An ornament spinning while the star in the background stands still.





#3 "Time eating candle" 
A candle next to an angel (- unfortunately the light dominates the picture too much)





#4 "How long does it take to light a candle" 
My wife lighting a candle, taken with multipicture mode (thus the lack of sharpness).
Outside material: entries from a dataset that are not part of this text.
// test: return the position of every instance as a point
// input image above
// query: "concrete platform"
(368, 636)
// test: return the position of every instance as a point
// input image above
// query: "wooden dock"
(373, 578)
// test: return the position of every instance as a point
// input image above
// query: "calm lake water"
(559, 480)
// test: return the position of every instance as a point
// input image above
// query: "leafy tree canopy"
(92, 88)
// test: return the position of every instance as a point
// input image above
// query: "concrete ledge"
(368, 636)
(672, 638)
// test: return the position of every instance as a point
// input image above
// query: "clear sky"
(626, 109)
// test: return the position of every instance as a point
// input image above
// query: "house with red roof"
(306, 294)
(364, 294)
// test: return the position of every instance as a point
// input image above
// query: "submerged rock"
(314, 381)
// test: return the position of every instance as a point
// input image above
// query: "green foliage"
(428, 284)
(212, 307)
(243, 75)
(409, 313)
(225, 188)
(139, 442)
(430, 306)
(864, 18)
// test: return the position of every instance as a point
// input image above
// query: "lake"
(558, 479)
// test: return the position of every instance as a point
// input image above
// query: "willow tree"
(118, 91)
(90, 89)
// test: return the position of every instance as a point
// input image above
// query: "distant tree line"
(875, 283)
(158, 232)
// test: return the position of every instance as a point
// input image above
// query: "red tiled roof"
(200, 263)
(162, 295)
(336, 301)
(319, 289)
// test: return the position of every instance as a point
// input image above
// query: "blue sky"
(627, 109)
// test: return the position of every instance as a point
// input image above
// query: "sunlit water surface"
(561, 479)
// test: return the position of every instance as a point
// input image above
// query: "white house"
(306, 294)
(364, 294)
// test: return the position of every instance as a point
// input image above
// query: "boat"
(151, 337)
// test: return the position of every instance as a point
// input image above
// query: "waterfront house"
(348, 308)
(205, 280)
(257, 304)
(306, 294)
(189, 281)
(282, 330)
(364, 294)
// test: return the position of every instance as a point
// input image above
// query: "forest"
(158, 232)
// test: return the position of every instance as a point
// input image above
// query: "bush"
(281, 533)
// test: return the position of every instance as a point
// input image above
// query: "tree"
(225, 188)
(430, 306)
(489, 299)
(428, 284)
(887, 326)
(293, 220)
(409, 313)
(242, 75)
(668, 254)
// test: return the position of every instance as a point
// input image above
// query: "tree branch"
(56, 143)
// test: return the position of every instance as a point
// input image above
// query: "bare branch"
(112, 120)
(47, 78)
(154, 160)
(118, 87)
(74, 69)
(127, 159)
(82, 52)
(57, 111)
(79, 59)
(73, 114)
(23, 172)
It's the 3rd, 6th and 9th picture of the series. 





All of those were taken either yesterday or today, and I hope I met all the other requirements as well.


----------



## Corry (Dec 13, 2005)

They most surely do!!!! I like the wide array of interperatations!!! You have exposure TIME with the ornament one...you are showing time with the young you and the present you...and the last two series are time progression...nice job!


----------



## PlasticSpanner (Dec 13, 2005)

I love how #1 shows the present you in B&W and the past you in colour!

Kind of like you moving forward and the photograph moving backward in time!:thumbup:


----------



## thebeginning (Dec 15, 2005)

here's my go:

'can we unlock time?'


----------



## Riano (Dec 15, 2005)

here we go  i call it - Distorted Time, because of the numbers.. they are weird..


----------



## PlasticSpanner (Dec 15, 2005)

The "magic" I see in the darkroom!


----------



## Peanuts (Dec 15, 2005)

Awww.. 2 days too late!  Already posted mine on another thread. 

Great photos everyone


----------



## PlasticSpanner (Dec 16, 2005)

I've got to try a candle one! 

Can anyone give me some pointers & tips where to start, lighting and exposure please? :thumbup:


----------



## Pax (Dec 20, 2005)

PlasticSpanner said:
			
		

> I've got to try a candle one!
> 
> Can anyone give me some pointers & tips where to start, lighting and exposure please? :thumbup:


 
I wish the candle hadn't been my only source of light. A tiny little other lightsource would have made that angel stand out more. That's what I have learned. Sorry that this is the only advice I can offer.


----------



## mcoppadge (Dec 20, 2005)

Hope it's not too late...(photo edit from first post).


----------



## Jeff Canes (Sep 19, 2007)

bump


----------